ChristenUnie


Inbreng bij deconstutionalisering voorzitterschap

Inbreng bij deconstutionalisering voorzitterschap

donderdag 07 juni 2007 09:23

De leden van de ChristenUnie-fractie hebben met belangstelling kennis genomen van het voorstel tot wijziging van de Grondwet in tweede lezing hetgeen beoogt het voorzitterschap van burgemeester en commissaris van de koningin van respectievelijk de gemeenteraad en de Provinciale Staten te deconstitutionaliseren. Deze leden zijn van mening dat er op zichzelf onvoldoende redenen bestaan om aan te nemen dat het voorzitterschap van constitutionele orde is, en steunen daarom de deconstitutionalisering ervan. Zij vragen de regering of zij beoogt met deze deconstitutionalisering maatwerk - en dus verschil- tussen gemeentes en provincies mogelijk te maken?
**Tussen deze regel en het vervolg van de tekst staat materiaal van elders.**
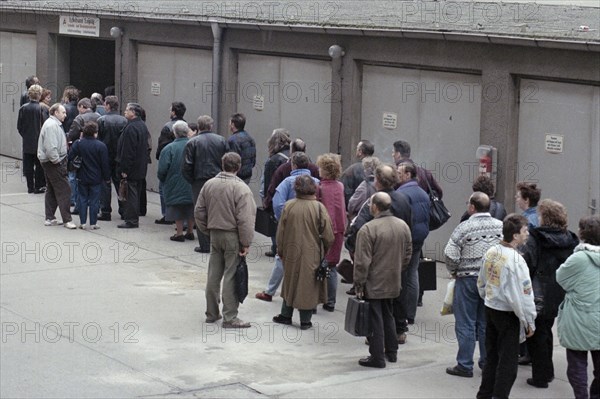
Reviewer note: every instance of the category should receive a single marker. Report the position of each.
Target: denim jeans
(163, 206)
(577, 370)
(332, 286)
(89, 198)
(73, 184)
(276, 277)
(469, 313)
(405, 305)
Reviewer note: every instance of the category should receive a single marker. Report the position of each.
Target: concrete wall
(499, 71)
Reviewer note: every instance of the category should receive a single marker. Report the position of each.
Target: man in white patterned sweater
(464, 253)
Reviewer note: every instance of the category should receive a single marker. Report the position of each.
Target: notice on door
(554, 143)
(390, 120)
(80, 26)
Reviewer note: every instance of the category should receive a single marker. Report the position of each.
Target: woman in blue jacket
(93, 172)
(579, 313)
(176, 190)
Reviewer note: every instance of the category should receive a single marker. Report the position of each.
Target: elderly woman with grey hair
(177, 191)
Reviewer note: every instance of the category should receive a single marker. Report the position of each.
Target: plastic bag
(447, 305)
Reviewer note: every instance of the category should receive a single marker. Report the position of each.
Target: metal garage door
(17, 61)
(438, 113)
(295, 94)
(167, 74)
(559, 144)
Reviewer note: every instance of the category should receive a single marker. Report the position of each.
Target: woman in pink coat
(331, 194)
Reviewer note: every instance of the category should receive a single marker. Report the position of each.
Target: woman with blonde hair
(331, 194)
(547, 247)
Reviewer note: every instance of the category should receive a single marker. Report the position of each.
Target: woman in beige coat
(303, 220)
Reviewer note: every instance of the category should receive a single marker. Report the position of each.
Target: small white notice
(258, 103)
(155, 88)
(79, 26)
(554, 143)
(390, 120)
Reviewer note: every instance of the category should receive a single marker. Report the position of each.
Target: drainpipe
(216, 78)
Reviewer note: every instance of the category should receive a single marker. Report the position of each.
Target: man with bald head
(464, 253)
(383, 250)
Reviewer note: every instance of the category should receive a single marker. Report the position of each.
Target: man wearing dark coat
(132, 160)
(383, 250)
(30, 121)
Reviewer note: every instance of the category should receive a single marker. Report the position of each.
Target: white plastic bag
(447, 305)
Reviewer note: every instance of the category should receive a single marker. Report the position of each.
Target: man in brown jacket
(383, 250)
(226, 211)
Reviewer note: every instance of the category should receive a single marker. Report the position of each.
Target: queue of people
(514, 274)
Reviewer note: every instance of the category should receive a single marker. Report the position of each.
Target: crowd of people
(514, 274)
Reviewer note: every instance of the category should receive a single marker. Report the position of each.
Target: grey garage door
(284, 92)
(559, 143)
(438, 113)
(17, 61)
(167, 74)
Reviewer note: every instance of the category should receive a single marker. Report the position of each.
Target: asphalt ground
(120, 313)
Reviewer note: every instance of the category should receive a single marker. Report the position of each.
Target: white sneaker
(70, 225)
(52, 222)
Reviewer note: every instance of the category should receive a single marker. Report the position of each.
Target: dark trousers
(502, 345)
(383, 339)
(58, 191)
(143, 199)
(33, 172)
(203, 239)
(405, 305)
(106, 195)
(89, 199)
(577, 373)
(540, 347)
(131, 211)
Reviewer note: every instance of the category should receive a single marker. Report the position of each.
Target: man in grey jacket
(52, 153)
(383, 250)
(226, 210)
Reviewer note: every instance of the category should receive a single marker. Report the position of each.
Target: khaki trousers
(224, 258)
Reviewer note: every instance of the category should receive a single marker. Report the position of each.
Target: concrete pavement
(120, 313)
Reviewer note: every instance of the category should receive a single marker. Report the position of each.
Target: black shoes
(537, 384)
(460, 372)
(370, 362)
(127, 225)
(524, 360)
(305, 325)
(177, 238)
(328, 308)
(280, 319)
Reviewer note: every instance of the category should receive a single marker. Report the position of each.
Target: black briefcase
(427, 275)
(357, 320)
(265, 223)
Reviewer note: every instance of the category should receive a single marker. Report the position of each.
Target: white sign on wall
(155, 88)
(80, 26)
(554, 143)
(258, 103)
(390, 120)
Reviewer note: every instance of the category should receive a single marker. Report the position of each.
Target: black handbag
(357, 320)
(427, 275)
(265, 223)
(75, 164)
(322, 271)
(438, 213)
(241, 280)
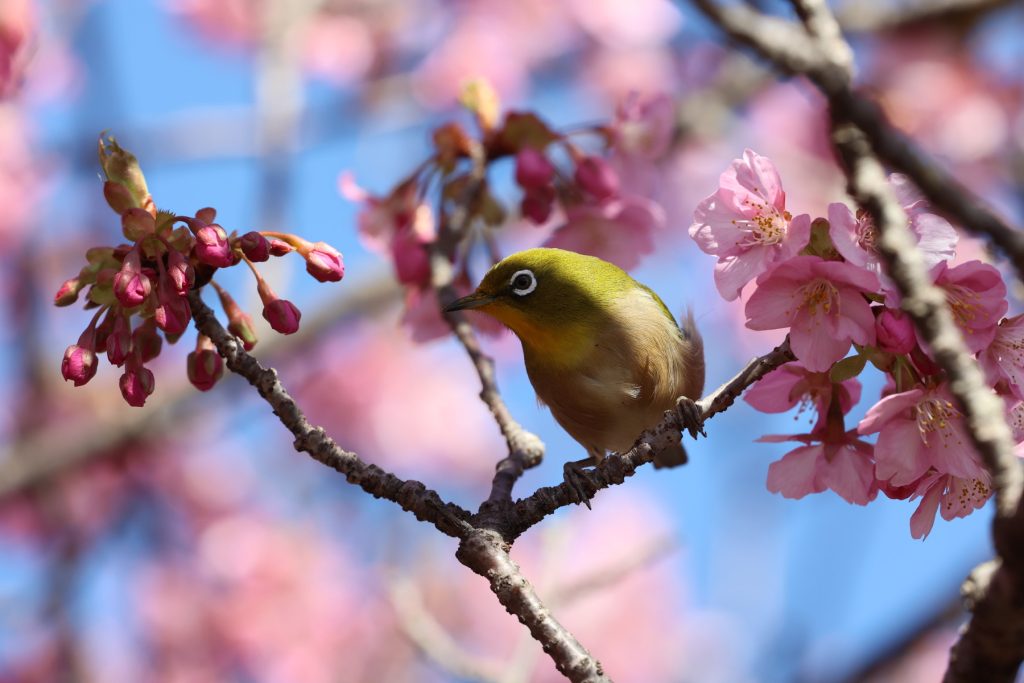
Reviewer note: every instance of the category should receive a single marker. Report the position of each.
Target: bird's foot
(574, 474)
(690, 415)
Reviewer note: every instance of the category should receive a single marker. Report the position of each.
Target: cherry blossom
(822, 303)
(747, 225)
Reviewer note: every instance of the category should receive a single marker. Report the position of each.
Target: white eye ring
(523, 291)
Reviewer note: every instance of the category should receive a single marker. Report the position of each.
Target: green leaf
(848, 368)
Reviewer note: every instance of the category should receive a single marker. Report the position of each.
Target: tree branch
(616, 468)
(795, 52)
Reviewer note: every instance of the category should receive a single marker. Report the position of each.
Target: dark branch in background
(525, 450)
(991, 646)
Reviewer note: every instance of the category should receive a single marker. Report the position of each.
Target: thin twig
(524, 449)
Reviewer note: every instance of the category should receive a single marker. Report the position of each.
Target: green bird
(602, 351)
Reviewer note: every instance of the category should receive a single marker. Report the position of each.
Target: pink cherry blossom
(920, 431)
(855, 236)
(841, 462)
(792, 385)
(977, 296)
(745, 223)
(822, 303)
(894, 332)
(1004, 359)
(621, 230)
(952, 497)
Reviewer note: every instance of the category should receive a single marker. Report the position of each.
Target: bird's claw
(690, 416)
(576, 478)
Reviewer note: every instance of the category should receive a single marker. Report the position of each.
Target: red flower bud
(283, 315)
(119, 340)
(532, 169)
(596, 177)
(324, 262)
(181, 273)
(279, 247)
(895, 332)
(255, 247)
(205, 366)
(212, 247)
(538, 204)
(68, 294)
(79, 365)
(136, 384)
(131, 286)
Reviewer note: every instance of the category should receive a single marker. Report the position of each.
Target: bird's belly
(601, 413)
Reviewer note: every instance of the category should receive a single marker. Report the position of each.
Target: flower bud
(145, 341)
(172, 313)
(212, 247)
(324, 262)
(118, 197)
(205, 366)
(136, 384)
(537, 204)
(240, 323)
(119, 340)
(280, 247)
(596, 177)
(136, 223)
(121, 167)
(180, 272)
(255, 247)
(895, 332)
(532, 169)
(283, 315)
(131, 286)
(79, 365)
(68, 294)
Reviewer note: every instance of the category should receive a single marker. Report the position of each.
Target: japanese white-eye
(602, 350)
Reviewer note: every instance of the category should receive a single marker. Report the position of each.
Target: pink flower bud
(145, 341)
(240, 323)
(136, 384)
(136, 223)
(205, 367)
(283, 315)
(68, 294)
(537, 204)
(895, 332)
(131, 285)
(280, 247)
(255, 247)
(596, 177)
(324, 262)
(180, 272)
(212, 247)
(119, 340)
(532, 169)
(79, 365)
(207, 215)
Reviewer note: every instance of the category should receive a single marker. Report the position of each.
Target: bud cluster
(140, 288)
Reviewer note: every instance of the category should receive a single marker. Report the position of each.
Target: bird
(602, 351)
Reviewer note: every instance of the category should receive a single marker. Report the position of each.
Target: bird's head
(551, 298)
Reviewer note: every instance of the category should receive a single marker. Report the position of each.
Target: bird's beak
(474, 300)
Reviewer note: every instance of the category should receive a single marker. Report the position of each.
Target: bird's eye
(523, 283)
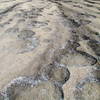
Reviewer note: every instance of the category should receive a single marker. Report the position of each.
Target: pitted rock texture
(49, 50)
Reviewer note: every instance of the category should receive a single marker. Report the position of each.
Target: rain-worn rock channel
(49, 50)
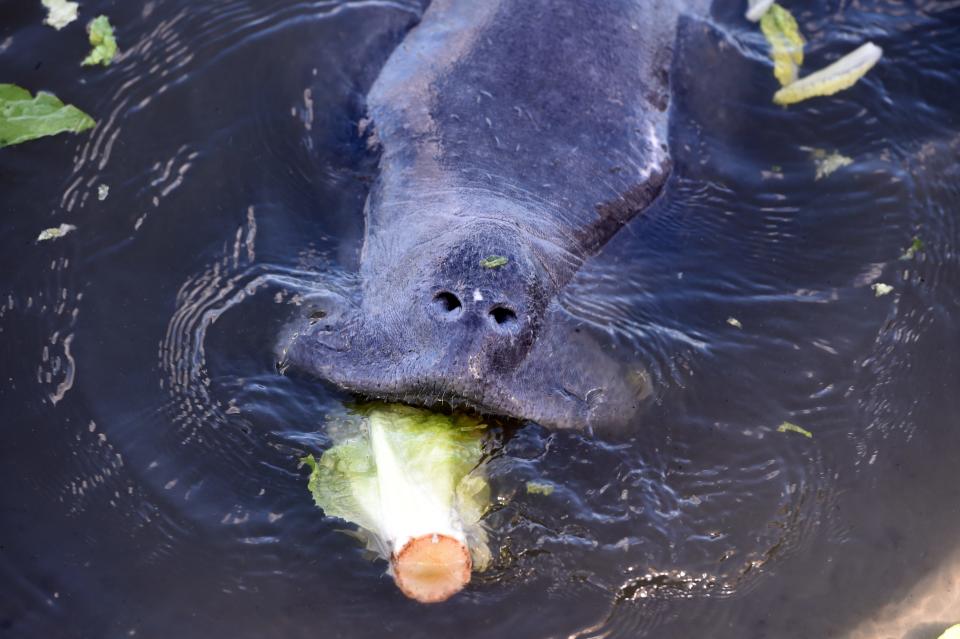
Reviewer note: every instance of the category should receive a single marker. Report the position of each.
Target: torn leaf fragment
(102, 40)
(55, 232)
(840, 75)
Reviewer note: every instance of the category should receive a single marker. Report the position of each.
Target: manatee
(515, 138)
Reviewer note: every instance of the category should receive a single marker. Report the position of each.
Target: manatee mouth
(563, 380)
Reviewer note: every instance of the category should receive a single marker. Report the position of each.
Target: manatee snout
(468, 321)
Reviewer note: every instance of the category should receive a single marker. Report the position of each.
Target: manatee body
(526, 129)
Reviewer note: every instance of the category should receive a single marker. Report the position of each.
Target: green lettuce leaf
(24, 118)
(402, 472)
(103, 41)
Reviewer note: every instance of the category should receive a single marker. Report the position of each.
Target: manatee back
(559, 103)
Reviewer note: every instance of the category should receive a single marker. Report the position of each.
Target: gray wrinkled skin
(530, 129)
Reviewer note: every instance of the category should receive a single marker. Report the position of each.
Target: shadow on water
(149, 463)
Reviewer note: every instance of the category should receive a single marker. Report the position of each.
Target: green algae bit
(782, 32)
(24, 117)
(414, 483)
(102, 40)
(494, 261)
(789, 427)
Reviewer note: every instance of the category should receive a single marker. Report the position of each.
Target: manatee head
(465, 317)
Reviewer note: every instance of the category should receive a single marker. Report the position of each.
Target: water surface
(148, 462)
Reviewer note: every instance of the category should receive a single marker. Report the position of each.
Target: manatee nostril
(447, 302)
(503, 316)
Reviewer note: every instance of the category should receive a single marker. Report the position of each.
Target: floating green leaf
(880, 289)
(786, 44)
(540, 488)
(789, 427)
(757, 8)
(916, 246)
(60, 13)
(840, 75)
(494, 261)
(24, 118)
(103, 41)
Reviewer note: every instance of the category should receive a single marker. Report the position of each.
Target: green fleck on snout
(494, 261)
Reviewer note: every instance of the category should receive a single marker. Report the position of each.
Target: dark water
(148, 460)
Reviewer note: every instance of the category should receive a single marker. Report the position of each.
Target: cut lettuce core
(413, 481)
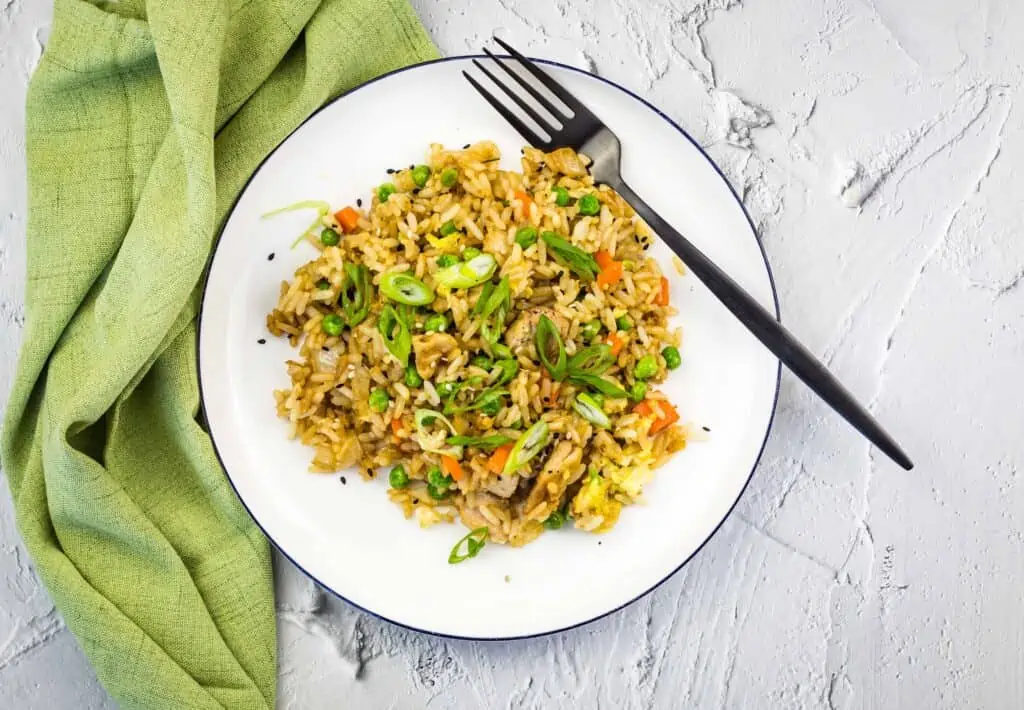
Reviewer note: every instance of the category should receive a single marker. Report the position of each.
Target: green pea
(446, 389)
(436, 493)
(435, 324)
(509, 368)
(332, 324)
(646, 368)
(561, 196)
(438, 479)
(482, 362)
(589, 205)
(672, 358)
(525, 237)
(590, 330)
(413, 378)
(638, 390)
(398, 477)
(379, 401)
(449, 177)
(330, 238)
(420, 175)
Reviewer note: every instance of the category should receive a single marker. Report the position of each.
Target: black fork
(584, 132)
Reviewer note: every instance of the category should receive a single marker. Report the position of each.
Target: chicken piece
(523, 329)
(473, 518)
(503, 486)
(566, 161)
(430, 350)
(561, 468)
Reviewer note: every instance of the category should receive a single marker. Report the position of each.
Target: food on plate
(492, 339)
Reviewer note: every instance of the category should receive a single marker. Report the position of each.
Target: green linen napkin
(144, 120)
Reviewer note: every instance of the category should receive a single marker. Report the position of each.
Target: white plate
(350, 538)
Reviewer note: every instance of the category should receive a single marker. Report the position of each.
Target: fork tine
(523, 129)
(526, 108)
(542, 76)
(538, 96)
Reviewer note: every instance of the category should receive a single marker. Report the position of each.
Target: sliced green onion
(404, 288)
(590, 410)
(482, 300)
(472, 544)
(492, 442)
(550, 347)
(527, 446)
(356, 293)
(495, 311)
(609, 389)
(594, 360)
(468, 274)
(448, 228)
(323, 209)
(573, 258)
(395, 333)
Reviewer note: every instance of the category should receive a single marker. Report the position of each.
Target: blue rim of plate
(757, 460)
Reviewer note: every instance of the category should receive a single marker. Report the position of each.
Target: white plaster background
(878, 145)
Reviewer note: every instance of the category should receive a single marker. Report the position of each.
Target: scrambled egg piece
(595, 508)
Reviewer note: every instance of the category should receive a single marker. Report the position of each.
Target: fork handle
(768, 330)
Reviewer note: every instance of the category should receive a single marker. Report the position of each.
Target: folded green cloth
(144, 120)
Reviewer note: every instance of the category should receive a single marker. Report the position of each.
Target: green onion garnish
(467, 274)
(394, 330)
(573, 258)
(404, 288)
(550, 347)
(473, 543)
(527, 446)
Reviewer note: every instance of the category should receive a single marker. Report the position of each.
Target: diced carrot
(524, 202)
(452, 467)
(616, 340)
(663, 295)
(496, 464)
(667, 418)
(348, 218)
(610, 275)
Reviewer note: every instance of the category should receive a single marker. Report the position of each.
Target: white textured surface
(878, 145)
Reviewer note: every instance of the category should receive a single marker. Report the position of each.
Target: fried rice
(445, 392)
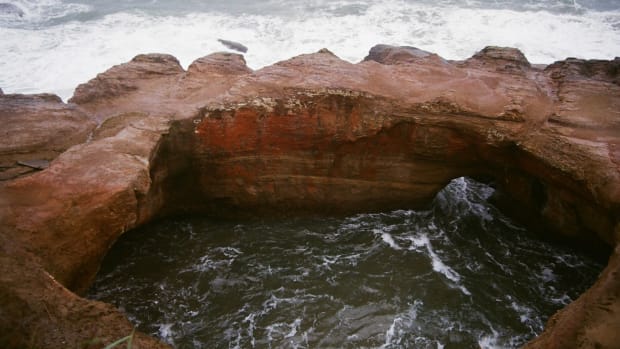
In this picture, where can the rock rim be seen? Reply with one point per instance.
(147, 139)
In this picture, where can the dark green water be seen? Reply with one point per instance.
(459, 275)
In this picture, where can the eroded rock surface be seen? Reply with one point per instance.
(37, 127)
(314, 134)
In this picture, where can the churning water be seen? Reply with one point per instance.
(53, 45)
(459, 275)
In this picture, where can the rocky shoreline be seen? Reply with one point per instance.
(147, 139)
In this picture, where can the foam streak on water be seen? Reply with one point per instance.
(458, 275)
(57, 44)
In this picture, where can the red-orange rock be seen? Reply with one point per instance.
(317, 134)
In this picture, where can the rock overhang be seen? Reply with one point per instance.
(316, 133)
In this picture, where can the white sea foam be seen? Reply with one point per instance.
(56, 58)
(388, 239)
(422, 240)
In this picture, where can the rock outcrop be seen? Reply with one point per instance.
(37, 127)
(311, 134)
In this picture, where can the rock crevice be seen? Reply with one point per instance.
(314, 134)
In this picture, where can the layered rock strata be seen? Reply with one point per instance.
(313, 134)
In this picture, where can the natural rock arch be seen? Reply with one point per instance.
(312, 134)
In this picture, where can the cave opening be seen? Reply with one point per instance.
(457, 273)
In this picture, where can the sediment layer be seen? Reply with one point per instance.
(313, 134)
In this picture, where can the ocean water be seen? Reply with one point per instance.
(53, 45)
(458, 275)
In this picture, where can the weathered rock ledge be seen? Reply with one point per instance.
(312, 134)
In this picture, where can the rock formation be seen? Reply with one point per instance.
(311, 134)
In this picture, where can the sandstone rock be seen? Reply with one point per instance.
(120, 80)
(503, 59)
(11, 10)
(219, 63)
(386, 54)
(233, 45)
(317, 134)
(38, 127)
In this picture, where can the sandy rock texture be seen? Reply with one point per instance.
(313, 134)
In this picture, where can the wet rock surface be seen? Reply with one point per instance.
(313, 134)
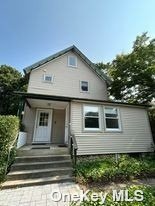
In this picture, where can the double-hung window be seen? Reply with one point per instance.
(84, 87)
(72, 61)
(48, 78)
(112, 119)
(91, 118)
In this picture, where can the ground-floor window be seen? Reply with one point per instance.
(112, 119)
(96, 119)
(91, 118)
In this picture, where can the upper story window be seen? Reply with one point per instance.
(84, 86)
(48, 78)
(91, 118)
(112, 119)
(72, 61)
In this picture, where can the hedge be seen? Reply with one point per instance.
(9, 127)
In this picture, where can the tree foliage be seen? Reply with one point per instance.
(133, 74)
(10, 80)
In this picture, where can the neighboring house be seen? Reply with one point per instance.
(67, 95)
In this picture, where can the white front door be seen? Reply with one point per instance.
(43, 125)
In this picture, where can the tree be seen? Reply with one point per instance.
(133, 74)
(10, 80)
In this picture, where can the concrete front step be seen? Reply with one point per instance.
(36, 152)
(39, 165)
(46, 158)
(39, 173)
(37, 181)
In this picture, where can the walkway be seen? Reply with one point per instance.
(37, 195)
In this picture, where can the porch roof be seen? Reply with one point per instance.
(26, 96)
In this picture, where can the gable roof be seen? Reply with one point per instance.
(73, 48)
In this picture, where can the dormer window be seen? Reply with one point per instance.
(48, 78)
(84, 86)
(72, 61)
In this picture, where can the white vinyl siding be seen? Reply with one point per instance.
(91, 118)
(66, 81)
(134, 137)
(48, 78)
(72, 61)
(112, 119)
(84, 86)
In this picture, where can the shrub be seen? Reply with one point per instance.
(9, 126)
(148, 198)
(106, 169)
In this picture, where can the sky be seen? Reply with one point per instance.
(31, 30)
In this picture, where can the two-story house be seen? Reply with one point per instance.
(67, 95)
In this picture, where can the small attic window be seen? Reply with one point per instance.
(48, 78)
(72, 61)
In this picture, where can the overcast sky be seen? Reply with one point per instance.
(34, 29)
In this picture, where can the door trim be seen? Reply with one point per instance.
(35, 125)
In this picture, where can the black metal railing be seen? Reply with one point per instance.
(73, 148)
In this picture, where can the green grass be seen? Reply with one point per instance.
(148, 198)
(106, 169)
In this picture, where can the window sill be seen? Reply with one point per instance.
(87, 92)
(92, 131)
(113, 131)
(71, 66)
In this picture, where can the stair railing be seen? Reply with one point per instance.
(73, 148)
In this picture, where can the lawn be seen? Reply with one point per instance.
(95, 173)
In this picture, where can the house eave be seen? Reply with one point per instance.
(70, 99)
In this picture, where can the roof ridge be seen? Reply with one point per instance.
(56, 55)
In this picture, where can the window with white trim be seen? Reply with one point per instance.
(84, 86)
(48, 78)
(91, 118)
(72, 61)
(112, 120)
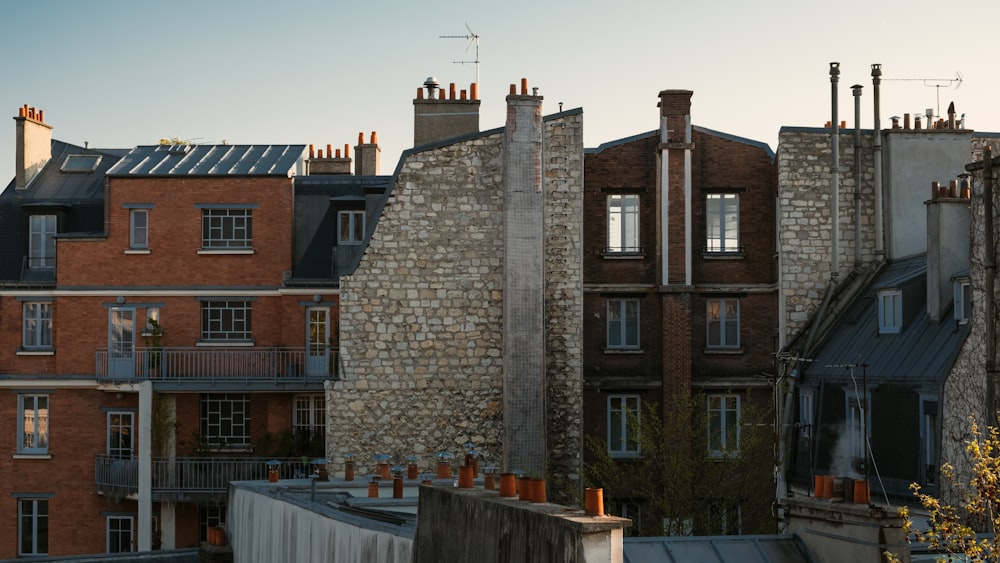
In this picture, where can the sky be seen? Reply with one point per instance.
(122, 73)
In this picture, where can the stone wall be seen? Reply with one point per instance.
(421, 317)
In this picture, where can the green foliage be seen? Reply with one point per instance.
(681, 489)
(953, 529)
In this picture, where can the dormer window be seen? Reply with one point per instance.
(963, 300)
(890, 311)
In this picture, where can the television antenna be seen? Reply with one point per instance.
(473, 38)
(936, 83)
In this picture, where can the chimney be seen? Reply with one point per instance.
(442, 115)
(329, 163)
(33, 146)
(368, 156)
(948, 219)
(523, 283)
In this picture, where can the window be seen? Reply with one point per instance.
(33, 527)
(963, 301)
(351, 227)
(722, 214)
(225, 320)
(723, 323)
(33, 430)
(225, 419)
(42, 242)
(226, 228)
(623, 323)
(623, 223)
(623, 425)
(37, 332)
(119, 534)
(890, 311)
(723, 425)
(139, 228)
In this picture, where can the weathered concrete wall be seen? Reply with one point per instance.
(476, 525)
(421, 318)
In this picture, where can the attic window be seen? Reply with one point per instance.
(81, 163)
(890, 311)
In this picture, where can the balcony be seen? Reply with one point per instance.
(188, 478)
(219, 365)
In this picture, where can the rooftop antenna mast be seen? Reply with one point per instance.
(937, 83)
(473, 38)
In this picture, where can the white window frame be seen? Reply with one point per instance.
(723, 419)
(623, 323)
(33, 518)
(721, 320)
(624, 423)
(890, 311)
(36, 329)
(225, 420)
(42, 242)
(226, 228)
(33, 412)
(351, 226)
(138, 228)
(120, 529)
(722, 222)
(226, 320)
(623, 223)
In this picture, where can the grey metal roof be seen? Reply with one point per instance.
(717, 549)
(924, 351)
(211, 160)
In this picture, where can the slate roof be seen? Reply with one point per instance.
(211, 160)
(923, 352)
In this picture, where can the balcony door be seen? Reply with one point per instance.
(121, 342)
(317, 340)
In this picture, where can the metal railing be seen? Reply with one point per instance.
(190, 475)
(211, 364)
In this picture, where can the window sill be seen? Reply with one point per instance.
(724, 351)
(41, 352)
(225, 251)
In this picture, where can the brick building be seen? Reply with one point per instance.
(680, 297)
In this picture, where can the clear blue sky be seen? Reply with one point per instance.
(120, 73)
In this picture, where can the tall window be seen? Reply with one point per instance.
(33, 527)
(119, 534)
(225, 320)
(623, 323)
(623, 223)
(723, 425)
(351, 227)
(42, 242)
(139, 228)
(37, 330)
(623, 425)
(226, 228)
(33, 430)
(890, 311)
(722, 213)
(225, 419)
(723, 323)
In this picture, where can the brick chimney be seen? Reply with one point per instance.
(368, 155)
(330, 163)
(33, 147)
(442, 115)
(948, 218)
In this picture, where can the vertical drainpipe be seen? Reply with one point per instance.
(856, 89)
(877, 164)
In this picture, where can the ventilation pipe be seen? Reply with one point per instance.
(856, 89)
(879, 237)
Deze leden constateren echter tevens dat er discussie is gerezen ten aanzien van de grondwettelijke zuiverheid van de gevolgde procedure van dit voorstel voor wijziging van de Grondwet, alsook ten aanzien van het wijzigingsvoorstel hetgeen beoogt de bepaling in de Grondwet waarin wilsonbekwamen van het kiesrecht worden uitgesloten te laten vervallen (Tweede Kamer, vergaderjaar 2005-2006, 30417) Ook de leden van de ChristenUnie-fractie zetten vraagtekens bij de gevolgde procedure en zien aanleiding tot het stellen van de volgende vragen.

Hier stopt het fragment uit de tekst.